The intent of "In Bruges" is to manufacture a black action comedy, eager to tickle and horrify the audience with a rowdy display of bloodshed and cynical musings on hitman life. Unfortunately, the finished product is lost somewhere in the messily finger-painted tones; "Bruges" is a decent blast of uneasy cinema, but is ultimately crushed under the weight of its own self-adulation.
After a botched assassination, hired guns Ray (Colin Farrell) and Ken (Brendan Gleeson) are sent to the Belgium town of Bruges to avoid capture by London cops. While Ken finds the area's extensive history captivating, Ray gradually loses his patience and locates distraction with a local drug dealer and an American dwarf in town for a film shoot. When crime boss Harry (Ralph Fiennes) grows frustrated with the progress the two are making, he visits to sort things out himself, kick-starting a trail of violence that eventually points itself directly at Ray.
It's a credit to writer/director Martin McDonagh that "In Bruges" is cast so sharply.

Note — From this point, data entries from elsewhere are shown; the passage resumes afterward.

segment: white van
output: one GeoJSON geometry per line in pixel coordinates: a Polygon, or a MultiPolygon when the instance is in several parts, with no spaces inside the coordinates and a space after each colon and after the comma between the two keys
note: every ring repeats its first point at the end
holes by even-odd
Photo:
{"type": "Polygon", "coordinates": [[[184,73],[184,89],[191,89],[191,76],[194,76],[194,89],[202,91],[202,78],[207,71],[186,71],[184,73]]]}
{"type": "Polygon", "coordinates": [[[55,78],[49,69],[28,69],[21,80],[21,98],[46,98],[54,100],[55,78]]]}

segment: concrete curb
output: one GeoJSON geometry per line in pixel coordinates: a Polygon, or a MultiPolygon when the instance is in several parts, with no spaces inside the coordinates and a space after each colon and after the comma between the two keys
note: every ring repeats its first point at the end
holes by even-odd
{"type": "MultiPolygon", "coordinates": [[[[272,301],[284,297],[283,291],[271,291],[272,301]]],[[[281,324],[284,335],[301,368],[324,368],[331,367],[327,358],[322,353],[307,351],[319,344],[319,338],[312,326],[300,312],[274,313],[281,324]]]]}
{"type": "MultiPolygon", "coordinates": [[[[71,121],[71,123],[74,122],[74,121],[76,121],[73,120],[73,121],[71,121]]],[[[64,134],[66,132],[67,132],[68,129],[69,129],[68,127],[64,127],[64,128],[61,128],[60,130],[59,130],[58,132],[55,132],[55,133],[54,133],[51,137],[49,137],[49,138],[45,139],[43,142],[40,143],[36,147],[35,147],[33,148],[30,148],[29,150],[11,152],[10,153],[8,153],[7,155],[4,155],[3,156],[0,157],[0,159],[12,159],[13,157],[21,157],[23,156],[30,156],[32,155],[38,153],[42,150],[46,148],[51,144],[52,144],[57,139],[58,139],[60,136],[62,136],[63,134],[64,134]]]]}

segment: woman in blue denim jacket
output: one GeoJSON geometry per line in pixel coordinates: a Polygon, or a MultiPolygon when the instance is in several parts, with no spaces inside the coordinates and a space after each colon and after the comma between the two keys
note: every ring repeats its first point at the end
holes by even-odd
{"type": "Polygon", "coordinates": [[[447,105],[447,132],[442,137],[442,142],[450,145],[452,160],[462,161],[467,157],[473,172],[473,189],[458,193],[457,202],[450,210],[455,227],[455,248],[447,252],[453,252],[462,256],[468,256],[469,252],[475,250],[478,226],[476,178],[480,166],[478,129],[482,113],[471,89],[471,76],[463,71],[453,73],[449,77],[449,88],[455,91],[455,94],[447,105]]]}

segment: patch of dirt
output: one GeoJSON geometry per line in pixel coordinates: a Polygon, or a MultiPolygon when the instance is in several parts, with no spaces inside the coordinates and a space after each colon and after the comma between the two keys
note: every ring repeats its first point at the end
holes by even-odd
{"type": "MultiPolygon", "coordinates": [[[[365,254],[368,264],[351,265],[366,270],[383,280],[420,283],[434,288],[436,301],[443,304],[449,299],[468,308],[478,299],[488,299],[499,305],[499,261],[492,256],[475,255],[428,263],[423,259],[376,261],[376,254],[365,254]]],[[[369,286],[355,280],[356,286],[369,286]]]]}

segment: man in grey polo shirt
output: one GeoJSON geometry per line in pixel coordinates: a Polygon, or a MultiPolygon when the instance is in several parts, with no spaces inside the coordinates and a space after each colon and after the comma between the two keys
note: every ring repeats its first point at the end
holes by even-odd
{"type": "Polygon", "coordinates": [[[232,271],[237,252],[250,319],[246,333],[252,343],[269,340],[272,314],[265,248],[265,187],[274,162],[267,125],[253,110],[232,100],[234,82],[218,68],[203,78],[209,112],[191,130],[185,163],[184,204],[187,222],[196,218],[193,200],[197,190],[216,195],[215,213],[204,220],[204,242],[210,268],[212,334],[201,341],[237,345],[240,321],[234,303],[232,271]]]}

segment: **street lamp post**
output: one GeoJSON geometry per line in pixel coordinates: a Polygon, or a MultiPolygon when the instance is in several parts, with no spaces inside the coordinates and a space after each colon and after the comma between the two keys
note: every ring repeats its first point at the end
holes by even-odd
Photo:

The actors save the film from itself, taking the sticky, over-polished lines and giving them a palpable dramatic weight that's missing from the writing. Gleeson and Farrell share tart chemistry as the Laurel and Hardy hitmen, bantering about the historical importance of Bruges and the weight of their guilt. They're terrific, and Fiennes adds the right dash of madness for the film's final act, swallowing Don Logan pills and shoving his way into the story, providing the film's lone moment of actual conflict.
If there was ever a case where casting made all the difference in the world, "In Bruges" would be it.
It's not that McDonagh's script isn't ambitious, it just doesn't know where to go after a nifty set-up that launches the performances off to a roaring start. Establishing Ray as a pesky free-thinker and Ken as the reflective tourist promises so much more than what "In Bruges" is willing to give. Instead, the story deteriorates into a more unorthodox journey for the characters that involves heavy drug use, Ray's fascination with dwarves, and pie-eyed discussion of an upcoming race war. Short bursts of extreme violence do nothing to slap the script awake.
Even if Ray detests his stay there, "In Bruges" does a marvelous job capturing the leisurely stroll of the city; perhaps more confident with locations than plotting. The film eventually gives way to a big-time shootout, showing some creative muscle rounding up the characters for the robust bit of endgame. It's a nice finale, but at the tail of an increasingly dreary and unsteady dark comedy.